EMBOSS: Project Meeting (Mon 7th September 09)


Attendees

EBI: Peter Rice, Jon Ison, Alan Bleasby, Mahmut Uludag
Visitors:
Apologies:

1. Minutes of the last meeting

Minutes of the meeting of 24th August 2009 are here.

2. Maintenance etc.

2.1 Applications

Mahmut is looking at end weighted gaps for needle. it was agreed that a -endweight option is needed together with separate -endopen and -endextend options.

2.2 Libraries

Peter has updated the warning and error messages for fastq-sanger format to include examples of bad data provided by Peter Cock of BioPython. Some of the examples had incomplete final entries. This should be a general error message in EMBOSS but to date has been ignored. All sequence formats count the number of lines processed. When a known format has processed at least one line without success this is now an automatic error. Note that some pathological cases can still pass, for example a FASTA header record (or partial record) can be valid if the sequence length is allowed to be zero.

Peter has added new file output functions to write strings and characters without first copying to an internal buffer. This saves a significant proportion of the time needed to write a large short read sequence file. The functions that write newlines need careful testing on other systems as we write binary files and need to manage the newline formats ourselves. Alan requested that any system-specific functions needed should go into ajsys.c

3. New developments

Jon has added relations: tags for all application blocks in ACD files. There is also a table of the appropriate EDAM types for input and output data types, with dependencies on other attributes (sequence type, number of sequences in an alignment, etc.) which can be used to direct checks by acdvalid.

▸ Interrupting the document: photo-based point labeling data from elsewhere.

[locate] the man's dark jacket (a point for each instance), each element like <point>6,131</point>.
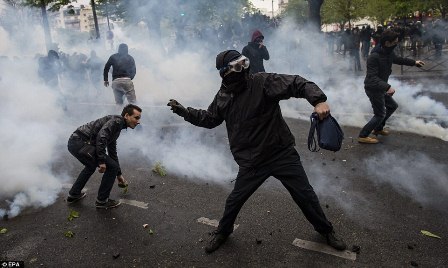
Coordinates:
<point>379,68</point>
<point>255,125</point>
<point>122,63</point>
<point>256,56</point>
<point>103,133</point>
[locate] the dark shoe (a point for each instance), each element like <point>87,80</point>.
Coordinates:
<point>383,132</point>
<point>109,204</point>
<point>216,241</point>
<point>73,199</point>
<point>368,140</point>
<point>335,242</point>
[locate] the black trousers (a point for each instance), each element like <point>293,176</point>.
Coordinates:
<point>289,170</point>
<point>383,107</point>
<point>74,144</point>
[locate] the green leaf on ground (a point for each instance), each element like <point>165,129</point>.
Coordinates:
<point>73,214</point>
<point>430,234</point>
<point>159,169</point>
<point>69,234</point>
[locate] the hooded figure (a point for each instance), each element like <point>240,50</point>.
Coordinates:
<point>256,51</point>
<point>123,72</point>
<point>260,140</point>
<point>377,88</point>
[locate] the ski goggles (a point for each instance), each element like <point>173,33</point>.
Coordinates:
<point>239,64</point>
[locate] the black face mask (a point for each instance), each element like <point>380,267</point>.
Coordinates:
<point>235,81</point>
<point>389,50</point>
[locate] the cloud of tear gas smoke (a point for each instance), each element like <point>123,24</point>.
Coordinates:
<point>28,135</point>
<point>416,175</point>
<point>35,127</point>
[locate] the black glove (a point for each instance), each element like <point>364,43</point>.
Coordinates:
<point>177,108</point>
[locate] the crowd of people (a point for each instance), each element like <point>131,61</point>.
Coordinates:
<point>248,102</point>
<point>416,37</point>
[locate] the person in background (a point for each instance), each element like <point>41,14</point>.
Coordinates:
<point>256,52</point>
<point>123,72</point>
<point>379,67</point>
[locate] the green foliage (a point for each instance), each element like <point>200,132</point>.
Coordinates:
<point>202,12</point>
<point>73,214</point>
<point>69,234</point>
<point>298,10</point>
<point>342,11</point>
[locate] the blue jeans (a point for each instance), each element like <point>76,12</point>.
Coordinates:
<point>74,144</point>
<point>383,107</point>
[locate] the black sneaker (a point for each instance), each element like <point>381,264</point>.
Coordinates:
<point>72,199</point>
<point>216,241</point>
<point>333,241</point>
<point>109,204</point>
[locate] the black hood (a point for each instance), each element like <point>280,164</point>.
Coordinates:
<point>123,49</point>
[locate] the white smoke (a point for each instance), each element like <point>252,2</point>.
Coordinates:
<point>35,127</point>
<point>417,176</point>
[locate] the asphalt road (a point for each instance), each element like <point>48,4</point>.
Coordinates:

About 50 new EDAM terms were needed, e.g. for missing functions to match the existing EDAM fields.

Some further cleanup of EDAM was completed at the same time.

Jon has added 80 potential applications to the wiki to cover EDAM functions that were not used in annotating the existing ACD files.

Jon has committed the ACD files for applications that will handle lists of databases (finddb, idtell, seqxrefall, showdball).

Michael Schuster has contributed an updated code library for SQL access to Ensembl servers. Alan will review the code.

Peter noted that there is a BioRuby interface to BioMart that can be used as a template for access of BioMart resources by EMBOSS.

Peter has a description of Roche SFF next generation sequencing data file formats from Peter Cock. These will be added to the Wiki.

Peter is looking into the Open Bio project OBDA which standardizes the way projects access indexed flatfiles, remote servers and BioSQL data resources. It may be interesting for BiOSQL. Details will be added to the Wiki.

Mahmut is looking into new applications for trimming next generation sequence data. Possibilities include adding pattern matching methods to vectorstrip.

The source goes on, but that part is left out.